Ukraine: Moscou veut tenir ses «objectifs» même si l'aide occidentale à Kiev retarde son offensive

Cette capture vidéo non datée tirée d'une séquence publiée le 4 mai 2022, par le ministère de l'Intérieur de la République populaire autoproclamée de Donetsk (DNR) sur Telegram montre de la fumée s'échappant de l'aciérie Azovstal de Marioupol. (Photo, AFP)
  • Dans un message vidéo diffusé mercredi soir, le commandant du régiment Azov qui défend l'usine, Denys Prokopenko, affirmait que «des combats sanglants sont en cours à Azovstal »
  • Volodymyr Zelensky a invité à Kiev le chancelier allemand Olaf Scholz ainsi que le président Frank-Walter Steinmeier

ZAPORIJJIA/ BERLIN: La Russie a reconnu jeudi que le soutien occidental ralentissait son offensive en Ukraine mais affirmé qu'il ne « l'empêcherait pas de remplir ses objectifs », alors que des informations contradictoires circulent sur l'évacuation des civils réfugiés dans la dernière poche de résistance ukrainienne à Marioupol. 

« Les Etats-Unis, le Royaume-Uni, l'Otan dans son ensemble partagent en permanence des données du renseignement avec les forces armées ukrainiennes. Conjuguées aux approvisionnements en armes (...) ces actions ne permettent pas d'achever rapidement l'opération », a déclaré à la presse le porte-parole du Kremlin Dmitri Peskov.  

Il réagissait à des informations du New York Times selon lesquelles les renseignements fournis par les Etats-Unis à l'armée ukrainienne ont permis de cibler plusieurs généraux russes près du front. 

Ces actions occidentales « ne sont toutefois pas en mesure d'empêcher » que les objectifs de l'offensive russe en Ukraine soient remplis, a-t-il ajouté, après 10 semaines d'une guerre qui a déjà fait des milliers de morts et provoqué l'exode de plus de 5 millions d'Ukrainiens. 

Jusqu'ici, Moscou n'a pu revendiquer le contrôle total que d'une ville ukrainienne d'importance, Kherson, dans le sud.

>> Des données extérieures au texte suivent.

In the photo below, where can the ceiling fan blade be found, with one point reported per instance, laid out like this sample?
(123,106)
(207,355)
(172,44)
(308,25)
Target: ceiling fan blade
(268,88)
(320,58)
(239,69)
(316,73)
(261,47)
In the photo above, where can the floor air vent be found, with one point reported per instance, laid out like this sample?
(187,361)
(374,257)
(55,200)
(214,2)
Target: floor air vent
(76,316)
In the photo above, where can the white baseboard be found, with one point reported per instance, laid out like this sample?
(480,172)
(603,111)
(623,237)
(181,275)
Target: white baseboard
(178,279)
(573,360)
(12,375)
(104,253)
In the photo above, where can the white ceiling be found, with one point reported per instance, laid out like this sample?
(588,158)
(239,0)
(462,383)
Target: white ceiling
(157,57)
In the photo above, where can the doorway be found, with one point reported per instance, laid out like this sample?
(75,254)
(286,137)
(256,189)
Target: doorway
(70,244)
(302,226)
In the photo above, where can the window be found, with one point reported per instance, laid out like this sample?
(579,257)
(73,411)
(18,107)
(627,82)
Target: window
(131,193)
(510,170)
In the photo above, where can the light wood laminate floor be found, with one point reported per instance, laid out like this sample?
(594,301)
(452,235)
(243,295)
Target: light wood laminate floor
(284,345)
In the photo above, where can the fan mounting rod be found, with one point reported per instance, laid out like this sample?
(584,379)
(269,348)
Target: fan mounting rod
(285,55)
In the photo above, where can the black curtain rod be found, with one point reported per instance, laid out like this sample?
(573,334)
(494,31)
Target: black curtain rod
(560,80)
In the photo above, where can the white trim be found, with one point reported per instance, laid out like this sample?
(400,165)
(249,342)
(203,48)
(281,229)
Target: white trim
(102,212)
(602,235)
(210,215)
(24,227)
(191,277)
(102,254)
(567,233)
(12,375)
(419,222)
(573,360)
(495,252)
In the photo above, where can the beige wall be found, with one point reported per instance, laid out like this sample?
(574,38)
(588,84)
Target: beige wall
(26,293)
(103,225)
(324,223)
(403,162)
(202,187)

Mais la Russie espère, après deux mois de siège et de bombardements, prendre bientôt complètement le port stratégique de Marioupol, où les derniers combattants ukrainiens sont retranchés, avec des civils, dans les souterrains de l'immense aciérie Azovstal. 

Dmitri Peskov a affirmé jeudi que des couloirs humanitaires « fonctionnaient » pour évacuer les civils restants dans cette usine de Marioupol - qui seraient encore 200, selon le maire de la ville Vadim Boïtchenko. Il a aussi assuré que l'armée russe respectait le cessez-le-feu autour de l'aciérie qu'elle a annoncé la veille pour trois jours consécutifs, de 05H00 à 15H00 GMT de jeudi à samedi. 

Les Ukrainiens n'ont cependant confirmé aucune trêve. 

« Les occupants russes sont occupés à bloquer et essayer d'anéantir les unités ukrainiennes sur le territoire d'Azovstal », a indiqué dans un communiqué jeudi matin l'armée ukrainienne, ajoutant que les troupes de Moscou avaient « repris l'offensive avec le soutien d'avions pour prendre le contrôle de l'usine ». 

Dans un message vidéo diffusé mercredi soir, le commandant du régiment Azov qui défend l'usine, Denys Prokopenko, affirmait que « des combats sanglants sont en cours à Azovstal », avec des soldats russes présents « dans l'enceinte de l'aciérie ». 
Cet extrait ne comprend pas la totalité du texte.